Noeldin Zahran, Ahmad Tahmasivand, Ihsen Alouani, Khaled Khasawneh, Mohammed E. Fouda

Outline

This paper investigates the effectiveness of parameter manipulation attacks (e.g., fault injection) on large-scale language models (LLMs) with improved efficiency using low-precision quantization. In particular, we propose gradient-based attacks, i.e., bit-wise search algorithm and word-wise attack, and evaluate them on Llama-3.2-3B, Phi-4-mini, and Llama-3-8B models under FP16 (baseline), FP8, INT8, and INT4 quantization schemes. The experimental results show that the attack success rates vary significantly depending on the quantization scheme.
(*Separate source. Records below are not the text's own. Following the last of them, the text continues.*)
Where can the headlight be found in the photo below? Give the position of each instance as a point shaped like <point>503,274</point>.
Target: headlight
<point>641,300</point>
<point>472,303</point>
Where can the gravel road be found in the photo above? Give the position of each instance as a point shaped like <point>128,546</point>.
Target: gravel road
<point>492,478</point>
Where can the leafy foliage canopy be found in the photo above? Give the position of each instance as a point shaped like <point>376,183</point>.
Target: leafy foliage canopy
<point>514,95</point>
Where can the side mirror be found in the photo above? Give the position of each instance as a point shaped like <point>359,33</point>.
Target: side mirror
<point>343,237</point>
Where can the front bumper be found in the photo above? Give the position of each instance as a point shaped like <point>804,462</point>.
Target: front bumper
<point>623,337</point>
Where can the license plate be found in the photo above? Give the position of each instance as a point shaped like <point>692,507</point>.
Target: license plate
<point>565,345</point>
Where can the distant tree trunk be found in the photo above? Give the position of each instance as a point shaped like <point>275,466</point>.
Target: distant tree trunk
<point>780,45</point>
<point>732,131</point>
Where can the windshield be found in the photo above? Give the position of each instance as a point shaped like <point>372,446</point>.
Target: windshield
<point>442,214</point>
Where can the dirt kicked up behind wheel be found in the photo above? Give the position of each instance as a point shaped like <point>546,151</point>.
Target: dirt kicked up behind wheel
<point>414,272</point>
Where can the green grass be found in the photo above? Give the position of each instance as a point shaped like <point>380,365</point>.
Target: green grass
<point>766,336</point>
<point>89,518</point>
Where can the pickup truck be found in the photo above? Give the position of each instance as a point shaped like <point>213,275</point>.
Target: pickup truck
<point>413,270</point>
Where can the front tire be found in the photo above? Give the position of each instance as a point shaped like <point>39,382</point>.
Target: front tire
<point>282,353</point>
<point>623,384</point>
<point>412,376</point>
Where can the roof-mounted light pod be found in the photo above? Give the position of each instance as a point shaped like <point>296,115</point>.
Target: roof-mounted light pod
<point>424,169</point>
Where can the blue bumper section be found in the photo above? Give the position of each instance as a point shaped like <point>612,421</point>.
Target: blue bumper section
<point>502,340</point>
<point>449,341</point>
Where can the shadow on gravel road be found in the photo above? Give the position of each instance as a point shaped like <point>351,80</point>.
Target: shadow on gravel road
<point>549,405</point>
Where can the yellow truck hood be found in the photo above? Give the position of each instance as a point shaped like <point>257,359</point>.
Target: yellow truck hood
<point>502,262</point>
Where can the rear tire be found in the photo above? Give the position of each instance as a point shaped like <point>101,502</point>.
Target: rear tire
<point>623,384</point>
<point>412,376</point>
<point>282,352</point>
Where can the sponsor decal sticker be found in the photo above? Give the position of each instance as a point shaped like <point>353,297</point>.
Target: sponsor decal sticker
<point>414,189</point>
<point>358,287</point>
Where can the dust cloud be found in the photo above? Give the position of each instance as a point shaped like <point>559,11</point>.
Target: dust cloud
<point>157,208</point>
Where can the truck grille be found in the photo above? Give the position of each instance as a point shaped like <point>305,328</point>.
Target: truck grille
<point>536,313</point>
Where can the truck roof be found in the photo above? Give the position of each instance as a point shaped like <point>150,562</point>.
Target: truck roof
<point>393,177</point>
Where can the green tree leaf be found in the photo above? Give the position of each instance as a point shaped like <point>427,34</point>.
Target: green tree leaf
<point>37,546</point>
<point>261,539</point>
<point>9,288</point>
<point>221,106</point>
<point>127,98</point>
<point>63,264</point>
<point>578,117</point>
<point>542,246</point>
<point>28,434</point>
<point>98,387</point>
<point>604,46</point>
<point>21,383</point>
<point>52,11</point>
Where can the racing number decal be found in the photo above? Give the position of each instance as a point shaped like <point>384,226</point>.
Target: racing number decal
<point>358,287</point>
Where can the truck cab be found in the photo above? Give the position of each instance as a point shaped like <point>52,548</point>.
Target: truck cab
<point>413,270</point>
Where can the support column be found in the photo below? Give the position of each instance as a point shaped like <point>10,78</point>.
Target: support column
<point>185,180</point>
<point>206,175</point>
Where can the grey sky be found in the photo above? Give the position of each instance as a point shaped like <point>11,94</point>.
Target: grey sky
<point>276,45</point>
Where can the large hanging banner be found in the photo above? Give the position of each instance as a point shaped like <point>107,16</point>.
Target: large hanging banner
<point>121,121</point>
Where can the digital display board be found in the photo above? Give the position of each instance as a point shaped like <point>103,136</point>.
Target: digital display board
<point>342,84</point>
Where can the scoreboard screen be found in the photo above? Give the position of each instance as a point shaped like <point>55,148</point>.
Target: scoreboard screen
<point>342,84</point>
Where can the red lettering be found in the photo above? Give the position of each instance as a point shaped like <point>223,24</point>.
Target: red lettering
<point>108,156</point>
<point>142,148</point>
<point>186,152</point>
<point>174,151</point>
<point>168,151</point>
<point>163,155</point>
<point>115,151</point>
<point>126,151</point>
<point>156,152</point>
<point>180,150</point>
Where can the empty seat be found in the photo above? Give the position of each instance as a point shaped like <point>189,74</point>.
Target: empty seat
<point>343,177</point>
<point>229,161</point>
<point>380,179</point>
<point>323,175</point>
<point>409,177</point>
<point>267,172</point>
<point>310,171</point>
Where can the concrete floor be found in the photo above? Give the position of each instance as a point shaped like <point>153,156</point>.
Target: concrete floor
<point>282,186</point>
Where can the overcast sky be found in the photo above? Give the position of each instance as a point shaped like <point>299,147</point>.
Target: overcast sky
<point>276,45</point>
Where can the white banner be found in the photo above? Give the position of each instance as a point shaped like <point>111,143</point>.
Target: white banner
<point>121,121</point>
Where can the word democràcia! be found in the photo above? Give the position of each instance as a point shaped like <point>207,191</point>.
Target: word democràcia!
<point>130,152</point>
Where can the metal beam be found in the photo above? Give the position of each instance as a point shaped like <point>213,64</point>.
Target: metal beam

The attack success rate is high on the FP16 model, but significantly low on the FP8 and INT8 models. In addition, the successful attack on the FP16 model maintains its high success rate after FP8/INT8 quantization, but the success rate decreases significantly on the INT4 model. This suggests that although general quantization techniques such as FP8 increase the difficulty of direct parameter manipulation attacks, vulnerabilities can still exist, especially through post-attack quantization.

Takeaways, Limitations

Takeaways:
Low-precision quantization (especially FP8) is shown to be effective in defending large-scale language models against direct parameter manipulation attacks.
Depending on the quantization method, the attack success rate and attack target location vary.
An attack that succeeds on FP16 retains a significant success rate after quantization to FP8/INT8, but quantization to INT4 reduces the success rate significantly.
Suggesting the need to consider security aspects when establishing a model quantization strategy.
Limitations:
Evaluation of restricted models and quantization methods.
Limited generalizability to other types of attacks.
Lack of analysis of metrics other than attack success rate (e.g. attack complexity).